All of these are sure signs of a narcissistic personality. And this desire for fame, which triggers millions of words and images on Facebook and My Space and the millions of U-tube episodes involving self-absorbed people who want to be seen and heard, is spreading like the plague. In fact, it has been argued that the craving for fame at any cost is the major reason for much of the violence that has become alarmingly commonplace in this society, such as the shootings in Newtown, Connecticut. The kid who takes (his mother’s) guns to school and kills several teachers and twenty young children may simply want to be seen and heard: a wasted life for a few minutes in the limelight. It seems unlikely, but studies have shown that our cultural narcissism runs that deep.
As readers of my blogs will recognize, I am drawing on Jean Twenge and Keith Campbell’s important book The Narcissism Epidemic. They make a very strong case that what started as a push to make kids feel better about themselves in our schools and in their homes has blossomed into a pervasive sense of entitlement and even cultural narcissism. We have become a society in love with itself, just as Narcissus in the Greek myth fell in love with his own reflection upon seeing it in the water. If they are right in their assessment of the situation, the repercussions are serious indeed.
The two main features of narcissism are the inability to build interpersonal relationships and what Freud called a weak “reality principle.” What this means is that we are becoming increasingly unable to get close to one another and we tend to live fantasy lives.
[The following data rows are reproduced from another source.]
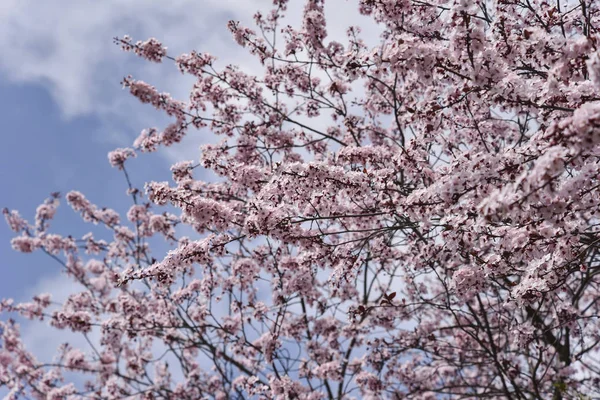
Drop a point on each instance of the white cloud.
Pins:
(66, 45)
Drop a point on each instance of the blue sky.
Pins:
(63, 109)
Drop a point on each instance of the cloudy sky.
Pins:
(63, 109)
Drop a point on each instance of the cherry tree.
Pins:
(414, 220)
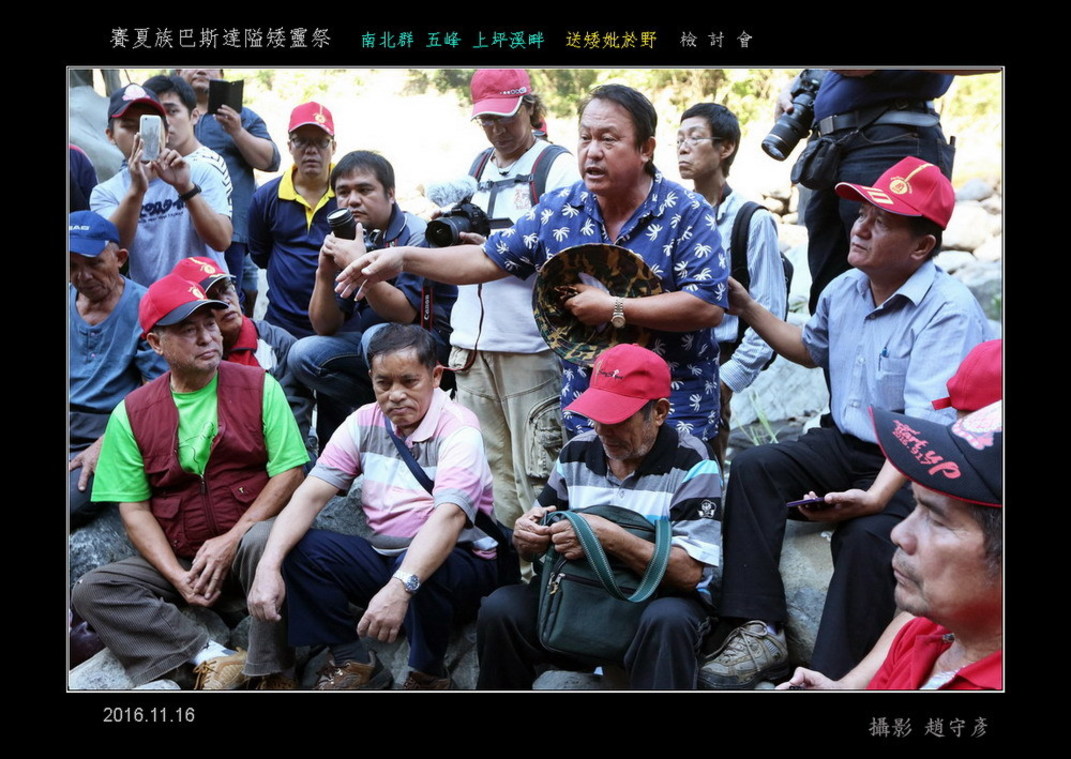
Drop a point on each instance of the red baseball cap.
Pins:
(911, 187)
(200, 270)
(170, 300)
(979, 381)
(498, 91)
(134, 94)
(623, 379)
(312, 114)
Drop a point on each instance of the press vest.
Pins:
(193, 509)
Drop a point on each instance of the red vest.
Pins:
(191, 509)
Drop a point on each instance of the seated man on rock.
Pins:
(199, 461)
(635, 460)
(425, 563)
(889, 333)
(107, 354)
(332, 361)
(949, 558)
(250, 342)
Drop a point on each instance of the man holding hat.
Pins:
(288, 218)
(504, 370)
(889, 333)
(107, 354)
(199, 461)
(949, 556)
(635, 460)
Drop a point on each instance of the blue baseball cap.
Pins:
(90, 233)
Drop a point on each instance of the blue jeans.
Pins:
(327, 570)
(829, 217)
(334, 367)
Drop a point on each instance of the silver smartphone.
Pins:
(152, 133)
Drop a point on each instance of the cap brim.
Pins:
(142, 101)
(177, 315)
(89, 248)
(876, 197)
(604, 407)
(295, 127)
(497, 106)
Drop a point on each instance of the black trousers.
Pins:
(859, 603)
(663, 655)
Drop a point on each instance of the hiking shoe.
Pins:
(750, 654)
(355, 676)
(222, 672)
(276, 681)
(420, 681)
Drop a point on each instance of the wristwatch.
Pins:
(618, 319)
(409, 581)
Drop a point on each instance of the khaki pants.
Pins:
(136, 613)
(516, 396)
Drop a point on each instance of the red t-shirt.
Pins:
(913, 654)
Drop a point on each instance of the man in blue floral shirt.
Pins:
(622, 199)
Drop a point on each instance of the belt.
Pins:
(909, 112)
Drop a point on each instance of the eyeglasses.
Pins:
(692, 141)
(486, 121)
(220, 289)
(319, 142)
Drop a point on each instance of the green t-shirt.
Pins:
(120, 472)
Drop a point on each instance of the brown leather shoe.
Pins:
(222, 672)
(355, 676)
(276, 681)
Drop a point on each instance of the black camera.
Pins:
(342, 224)
(794, 126)
(464, 217)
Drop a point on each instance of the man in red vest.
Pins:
(199, 460)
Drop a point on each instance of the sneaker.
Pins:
(273, 682)
(750, 654)
(355, 676)
(420, 681)
(222, 672)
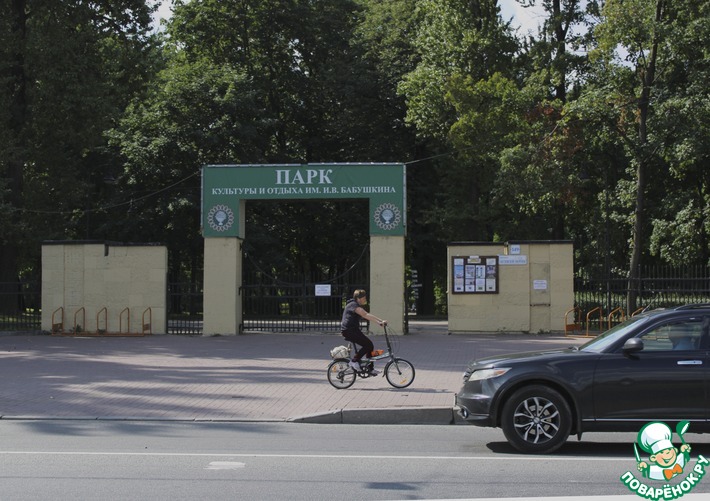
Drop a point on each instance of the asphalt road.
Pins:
(112, 460)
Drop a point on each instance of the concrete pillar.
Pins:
(386, 294)
(223, 278)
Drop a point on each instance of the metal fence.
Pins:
(656, 287)
(20, 306)
(185, 308)
(284, 306)
(294, 307)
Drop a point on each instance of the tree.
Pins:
(650, 34)
(66, 71)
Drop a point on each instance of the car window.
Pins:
(674, 336)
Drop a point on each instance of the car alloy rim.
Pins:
(536, 420)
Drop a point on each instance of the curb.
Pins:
(420, 415)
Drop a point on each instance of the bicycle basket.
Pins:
(340, 352)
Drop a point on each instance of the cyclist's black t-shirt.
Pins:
(351, 320)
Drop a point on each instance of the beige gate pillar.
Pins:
(386, 295)
(222, 309)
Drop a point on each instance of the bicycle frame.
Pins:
(398, 372)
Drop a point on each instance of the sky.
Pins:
(526, 19)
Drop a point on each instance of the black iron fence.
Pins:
(20, 306)
(283, 306)
(656, 287)
(185, 308)
(294, 307)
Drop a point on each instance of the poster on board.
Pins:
(474, 274)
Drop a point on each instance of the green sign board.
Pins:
(225, 186)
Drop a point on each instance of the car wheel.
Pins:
(536, 419)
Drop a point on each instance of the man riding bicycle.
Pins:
(350, 327)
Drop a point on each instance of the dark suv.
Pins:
(653, 367)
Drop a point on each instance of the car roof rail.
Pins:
(691, 306)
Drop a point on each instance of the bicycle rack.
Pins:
(575, 326)
(58, 327)
(80, 327)
(591, 312)
(619, 312)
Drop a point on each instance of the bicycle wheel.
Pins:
(340, 374)
(399, 373)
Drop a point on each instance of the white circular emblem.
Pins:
(220, 218)
(387, 216)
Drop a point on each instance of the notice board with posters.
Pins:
(474, 274)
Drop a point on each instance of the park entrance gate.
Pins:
(278, 302)
(225, 189)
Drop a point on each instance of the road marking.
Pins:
(545, 459)
(224, 465)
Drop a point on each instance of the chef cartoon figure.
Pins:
(666, 463)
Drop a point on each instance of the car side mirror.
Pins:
(633, 345)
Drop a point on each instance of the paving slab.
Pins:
(251, 377)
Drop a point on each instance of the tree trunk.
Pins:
(648, 74)
(14, 159)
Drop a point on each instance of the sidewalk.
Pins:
(253, 377)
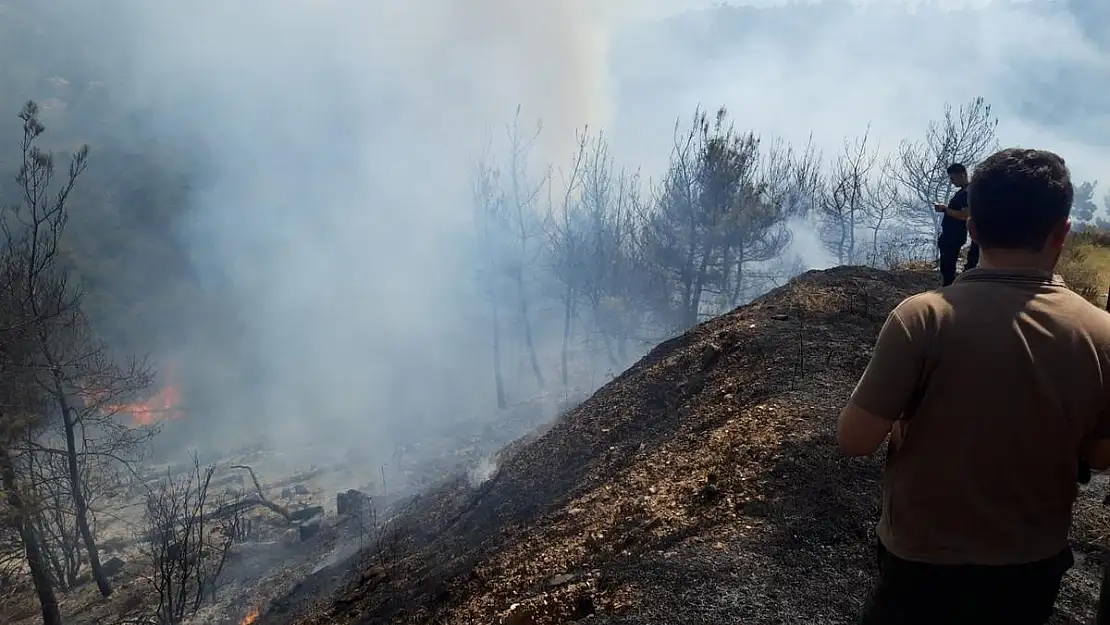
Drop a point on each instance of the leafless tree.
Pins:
(614, 279)
(881, 200)
(966, 134)
(184, 545)
(522, 199)
(488, 203)
(844, 202)
(73, 369)
(565, 228)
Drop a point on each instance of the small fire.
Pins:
(163, 404)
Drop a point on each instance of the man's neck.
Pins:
(1017, 260)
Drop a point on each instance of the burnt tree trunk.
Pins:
(497, 376)
(80, 504)
(528, 342)
(567, 316)
(43, 587)
(1103, 614)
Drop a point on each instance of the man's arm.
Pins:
(886, 387)
(1097, 451)
(958, 208)
(960, 214)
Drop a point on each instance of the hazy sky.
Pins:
(340, 137)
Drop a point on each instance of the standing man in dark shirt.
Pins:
(990, 390)
(954, 227)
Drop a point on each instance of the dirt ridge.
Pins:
(702, 485)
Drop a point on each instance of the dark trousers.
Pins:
(972, 256)
(950, 247)
(914, 593)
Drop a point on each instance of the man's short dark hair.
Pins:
(1017, 197)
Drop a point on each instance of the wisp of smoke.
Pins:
(339, 139)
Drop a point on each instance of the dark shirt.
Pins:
(951, 227)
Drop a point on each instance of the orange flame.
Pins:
(163, 404)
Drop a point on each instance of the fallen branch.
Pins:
(262, 499)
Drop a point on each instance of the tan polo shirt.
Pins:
(998, 379)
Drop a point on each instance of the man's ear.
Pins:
(1059, 235)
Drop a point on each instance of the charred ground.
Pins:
(703, 485)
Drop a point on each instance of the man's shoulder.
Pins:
(921, 305)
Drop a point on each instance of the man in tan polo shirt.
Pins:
(992, 390)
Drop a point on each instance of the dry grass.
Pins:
(1086, 264)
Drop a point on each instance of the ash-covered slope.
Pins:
(703, 485)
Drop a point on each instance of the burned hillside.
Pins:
(700, 486)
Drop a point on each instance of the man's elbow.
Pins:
(853, 446)
(860, 433)
(1097, 454)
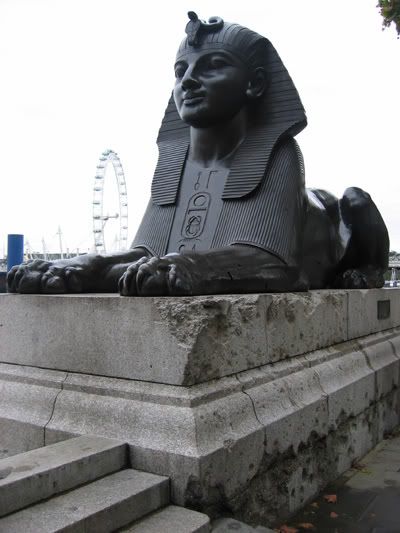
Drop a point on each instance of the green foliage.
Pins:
(390, 11)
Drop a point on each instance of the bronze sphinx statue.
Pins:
(229, 211)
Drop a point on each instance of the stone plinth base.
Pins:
(251, 404)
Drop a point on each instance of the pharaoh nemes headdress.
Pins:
(279, 113)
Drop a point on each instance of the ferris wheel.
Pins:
(99, 218)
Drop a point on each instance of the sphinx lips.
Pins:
(193, 99)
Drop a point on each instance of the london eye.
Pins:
(120, 211)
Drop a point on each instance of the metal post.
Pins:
(15, 250)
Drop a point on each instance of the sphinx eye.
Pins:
(218, 62)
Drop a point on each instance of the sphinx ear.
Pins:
(257, 84)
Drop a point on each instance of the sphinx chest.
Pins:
(198, 208)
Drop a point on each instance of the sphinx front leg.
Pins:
(86, 273)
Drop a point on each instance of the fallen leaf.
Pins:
(287, 529)
(330, 498)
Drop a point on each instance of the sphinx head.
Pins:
(220, 71)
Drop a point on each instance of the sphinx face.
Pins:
(210, 87)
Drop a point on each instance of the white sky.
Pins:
(79, 76)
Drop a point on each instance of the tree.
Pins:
(390, 11)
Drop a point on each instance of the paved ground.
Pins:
(366, 499)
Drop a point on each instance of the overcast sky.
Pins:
(79, 76)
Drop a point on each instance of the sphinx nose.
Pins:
(189, 80)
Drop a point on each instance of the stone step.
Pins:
(33, 476)
(105, 505)
(171, 519)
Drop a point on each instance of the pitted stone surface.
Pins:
(181, 341)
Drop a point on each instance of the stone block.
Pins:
(41, 473)
(27, 401)
(367, 315)
(296, 322)
(179, 341)
(292, 408)
(171, 519)
(348, 382)
(101, 506)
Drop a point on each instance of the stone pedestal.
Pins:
(250, 403)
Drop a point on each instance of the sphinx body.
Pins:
(229, 211)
Our electronic toys make this easy as they keep us from making human contact and push us deeper into a make-believe world where everything that happens is all about us.
As Miranda says in The Tempest, “Oh, brave new world that has such people in’t!” In Shakespeare’s day Miranda was filled with wonder; if she said that today she would be snickering. And the major player in this drama is the entertainment industry that creates fictional worlds, invites us in, and tells us we are the most important part of the drama. And we lap it up.